Statistical findings indicate strong positive correlations between FOMO and both urgency perception (r = 0.86) and notification sensitivity (r = 0.87), alongside a moderate association with impulsivity (r = 0.38). These results align with previous research that frames FOMO as an emotional driver that intensifies reactivity to digital cues (
Djafarova & Bowes, 2021;
Özdemir et al., 2025;
Hodkinson, 2019). The data also confirm that all four psychological variables positively correlate with self-reported online shopping frequency, reinforcing the idea that attentional and emotional mechanisms are central to digital purchasing behavior (
Wohllebe et al., 2021;
Dholakia, 2000).
The significant correlation coefficients between FOMO and urgency (r = 0.86), and between FOMO and notification sensitivity (r = 0.87), reflect the extent to which emotionally vulnerable individuals may respond to time-limited offers and platform-generated alerts as pressing triggers. These findings corroborate the existing literature on the role of digital urgency cues in enhancing consumer responsiveness while undermining rational processing (
Barton et al., 2022;
Zhang et al., 2018;
Hamilton et al., 2018).
The qualitative data complement the statistical findings by revealing how participants cognitively processed their purchasing decisions.

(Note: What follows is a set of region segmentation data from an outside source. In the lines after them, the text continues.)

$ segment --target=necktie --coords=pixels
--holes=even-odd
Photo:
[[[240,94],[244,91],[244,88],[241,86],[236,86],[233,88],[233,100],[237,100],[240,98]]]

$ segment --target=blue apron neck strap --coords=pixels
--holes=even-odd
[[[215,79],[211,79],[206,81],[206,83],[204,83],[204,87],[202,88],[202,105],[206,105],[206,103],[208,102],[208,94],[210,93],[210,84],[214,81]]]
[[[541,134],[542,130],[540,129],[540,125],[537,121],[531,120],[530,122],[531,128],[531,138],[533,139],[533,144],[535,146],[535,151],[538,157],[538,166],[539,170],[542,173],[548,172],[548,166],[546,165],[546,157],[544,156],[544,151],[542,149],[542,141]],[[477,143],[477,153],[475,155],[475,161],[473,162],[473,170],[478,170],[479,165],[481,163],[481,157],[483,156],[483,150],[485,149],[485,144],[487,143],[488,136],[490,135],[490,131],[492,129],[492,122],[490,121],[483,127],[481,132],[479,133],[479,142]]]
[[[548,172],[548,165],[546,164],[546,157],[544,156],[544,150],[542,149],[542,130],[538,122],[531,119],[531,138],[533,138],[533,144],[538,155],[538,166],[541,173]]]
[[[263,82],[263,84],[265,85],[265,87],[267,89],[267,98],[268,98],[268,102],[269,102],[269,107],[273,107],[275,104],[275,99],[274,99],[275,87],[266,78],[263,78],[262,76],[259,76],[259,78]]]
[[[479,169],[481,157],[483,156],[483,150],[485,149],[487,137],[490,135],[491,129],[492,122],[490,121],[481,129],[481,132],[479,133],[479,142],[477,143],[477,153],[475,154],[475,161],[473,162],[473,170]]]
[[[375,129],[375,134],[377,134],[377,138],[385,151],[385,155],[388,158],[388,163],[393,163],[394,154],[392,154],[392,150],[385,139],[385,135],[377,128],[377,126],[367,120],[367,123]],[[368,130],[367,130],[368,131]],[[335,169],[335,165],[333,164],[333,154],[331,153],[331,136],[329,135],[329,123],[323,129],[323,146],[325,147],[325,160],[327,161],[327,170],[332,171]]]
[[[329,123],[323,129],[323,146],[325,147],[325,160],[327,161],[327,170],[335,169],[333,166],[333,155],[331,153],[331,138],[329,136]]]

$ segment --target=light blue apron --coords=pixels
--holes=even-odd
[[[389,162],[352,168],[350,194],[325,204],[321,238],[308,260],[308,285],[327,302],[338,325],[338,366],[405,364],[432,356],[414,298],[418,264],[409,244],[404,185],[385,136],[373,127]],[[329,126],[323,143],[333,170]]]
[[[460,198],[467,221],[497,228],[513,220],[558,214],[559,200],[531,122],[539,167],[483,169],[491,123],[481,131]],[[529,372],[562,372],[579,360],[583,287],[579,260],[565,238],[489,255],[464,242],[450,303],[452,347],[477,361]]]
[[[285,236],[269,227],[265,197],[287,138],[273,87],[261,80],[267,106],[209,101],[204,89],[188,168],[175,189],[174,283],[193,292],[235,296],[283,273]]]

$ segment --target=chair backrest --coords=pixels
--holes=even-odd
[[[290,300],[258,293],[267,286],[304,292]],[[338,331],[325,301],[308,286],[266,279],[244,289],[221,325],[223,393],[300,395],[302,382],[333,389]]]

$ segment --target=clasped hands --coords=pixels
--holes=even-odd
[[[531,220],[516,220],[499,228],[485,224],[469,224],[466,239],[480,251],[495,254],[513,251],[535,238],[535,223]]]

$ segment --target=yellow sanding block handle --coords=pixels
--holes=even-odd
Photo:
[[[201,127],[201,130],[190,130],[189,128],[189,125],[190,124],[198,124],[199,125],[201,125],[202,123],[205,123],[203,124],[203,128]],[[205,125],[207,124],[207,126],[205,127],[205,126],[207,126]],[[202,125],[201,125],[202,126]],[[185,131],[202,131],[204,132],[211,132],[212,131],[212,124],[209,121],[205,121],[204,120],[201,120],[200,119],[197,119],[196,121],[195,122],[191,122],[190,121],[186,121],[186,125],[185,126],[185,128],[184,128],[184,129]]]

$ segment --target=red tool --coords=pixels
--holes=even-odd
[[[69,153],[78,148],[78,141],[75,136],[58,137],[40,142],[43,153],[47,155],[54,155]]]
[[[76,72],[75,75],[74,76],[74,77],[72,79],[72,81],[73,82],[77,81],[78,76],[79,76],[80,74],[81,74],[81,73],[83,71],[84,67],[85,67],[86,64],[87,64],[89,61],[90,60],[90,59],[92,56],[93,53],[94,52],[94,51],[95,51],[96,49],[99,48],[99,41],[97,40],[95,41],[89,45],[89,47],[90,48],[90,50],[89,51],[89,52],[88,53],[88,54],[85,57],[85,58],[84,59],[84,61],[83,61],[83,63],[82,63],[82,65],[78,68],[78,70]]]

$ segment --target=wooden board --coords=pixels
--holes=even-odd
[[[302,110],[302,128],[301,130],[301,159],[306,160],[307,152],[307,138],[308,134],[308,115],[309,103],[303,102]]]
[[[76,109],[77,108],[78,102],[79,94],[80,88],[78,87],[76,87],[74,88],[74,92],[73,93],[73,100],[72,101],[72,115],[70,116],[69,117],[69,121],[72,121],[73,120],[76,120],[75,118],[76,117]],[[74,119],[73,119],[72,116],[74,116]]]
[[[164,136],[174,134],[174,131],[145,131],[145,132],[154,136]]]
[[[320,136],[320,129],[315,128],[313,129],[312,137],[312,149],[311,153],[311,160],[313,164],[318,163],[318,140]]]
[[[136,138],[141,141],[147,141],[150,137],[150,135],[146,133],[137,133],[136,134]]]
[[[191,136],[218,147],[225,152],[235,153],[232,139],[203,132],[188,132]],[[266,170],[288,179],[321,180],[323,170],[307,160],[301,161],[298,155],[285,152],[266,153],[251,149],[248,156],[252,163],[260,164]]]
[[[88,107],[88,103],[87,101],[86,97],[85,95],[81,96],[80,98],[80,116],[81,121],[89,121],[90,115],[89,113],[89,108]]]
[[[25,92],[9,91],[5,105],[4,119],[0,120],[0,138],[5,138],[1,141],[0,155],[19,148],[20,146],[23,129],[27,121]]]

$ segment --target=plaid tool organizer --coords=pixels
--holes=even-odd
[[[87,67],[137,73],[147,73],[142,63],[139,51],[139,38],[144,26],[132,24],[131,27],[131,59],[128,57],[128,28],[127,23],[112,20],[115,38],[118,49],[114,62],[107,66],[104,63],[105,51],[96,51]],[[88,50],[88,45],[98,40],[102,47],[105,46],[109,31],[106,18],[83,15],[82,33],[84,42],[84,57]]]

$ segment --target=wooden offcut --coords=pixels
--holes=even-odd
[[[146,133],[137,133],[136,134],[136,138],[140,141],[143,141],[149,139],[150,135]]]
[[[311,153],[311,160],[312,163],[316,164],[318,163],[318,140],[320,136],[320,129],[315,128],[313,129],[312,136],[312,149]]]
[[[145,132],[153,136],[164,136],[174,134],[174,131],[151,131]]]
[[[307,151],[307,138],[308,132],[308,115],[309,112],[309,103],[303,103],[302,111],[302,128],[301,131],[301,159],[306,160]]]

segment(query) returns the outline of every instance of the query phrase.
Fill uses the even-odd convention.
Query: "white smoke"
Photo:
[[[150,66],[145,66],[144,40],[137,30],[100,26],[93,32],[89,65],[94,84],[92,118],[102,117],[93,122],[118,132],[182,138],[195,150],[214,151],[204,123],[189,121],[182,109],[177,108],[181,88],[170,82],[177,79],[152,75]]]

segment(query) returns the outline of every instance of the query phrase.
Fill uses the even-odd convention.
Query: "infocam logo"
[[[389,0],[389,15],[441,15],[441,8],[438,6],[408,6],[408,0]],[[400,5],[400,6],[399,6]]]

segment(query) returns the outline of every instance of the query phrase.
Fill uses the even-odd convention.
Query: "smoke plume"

Responses reflected cognitive distortions such as emotional reasoning, minimization, or dichotomous thinking (
Beck, 1976;
Burns, 1980;
Covin et al., 2011). For instance, individuals who claimed not to be influenced by digital stimuli described behaviors suggesting otherwise—such as reacting to discounts or checking daily app alerts. This supports the view that emotional and behavioral awareness is often misaligned, particularly in high-FOMO individuals (
Alt, 2015;
Elhai et al., 2016;
Przybylski et al., 2013;
Zhang et al., 2018;
Hamilton et al., 2018).
These cognitive tendencies indicate that consumer behavior is shaped not only by external digital stimuli but also by internal, emotionally charged reasoning patterns. This is in line with the previous literature identifying cognitive–affective dissonance as a key mechanism in digital overconsumption (
Alt, 2015;
Good & Hyman, 2020;
Elhai et al., 2020).
The findings also underscore how emotional factors—such as excitement, or urgency—can increase consumers’ susceptibility to digital marketing tactics. While rational justifications were frequently invoked by participants, the emotional valence of notifications, scarcity, and discounts emerged as strong behavioral motivators in their answers—often more powerful than conscious intent. This reinforces previous conclusions that consumer decisions are shaped by affective dynamics masked as rational choices (
Verplanken & Herabadi, 2001;
Hamilton et al., 2018). Such findings support the broader view that digital consumption cannot be understood without accounting for underlying emotional and motivational mechanisms (
Milyavskaya et al., 2018;
Arnett, 2004;
Arnett et al., 2014). For example, thematic coding in Question 3 indicates a notable divergence between perceived autonomy and actual responsiveness to digital stimuli. One third of respondents (33.3%) exhibited defensive neutrality, rejecting influence while describing reactive behaviors; 28.9% denied any influence, while 23.2% acknowledged being affected, either behaviorally or reflectively. These findings reflect a dissonant cognitive dynamic in the target group that may hinder conscious self-regulation (
Elhai et al., 2020;
Alt, 2015;
Arnett et al., 2014). The prevalence of implicit susceptibility despite declarative disengagement supports the idea that autonomy narratives obscure the influence of subtle digital cues (
Milyavskaya et al., 2018;
Barton et al., 2022).
The qualitative findings indicate that online shopping among young adults is primarily driven by functional motives such as convenience (21.32%) and time efficiency (20.93%), while emotional or trend-based factors play a lesser role. Despite dismissing the impact of notifications, participants often displayed behaviors indicating subtle influence. Responses to time-limited discounts revealed an emotional bifurcation—initial excitement followed by regret, highlighting FOMO’s destabilizing role. Most participants lacked conscious coping strategies, relying instead on passive mechanisms like avoidance or denial. These results underscore a cognitive–emotional gap between perceived control and actual behavior in digital commerce contexts, with limited emotional regulation capacity.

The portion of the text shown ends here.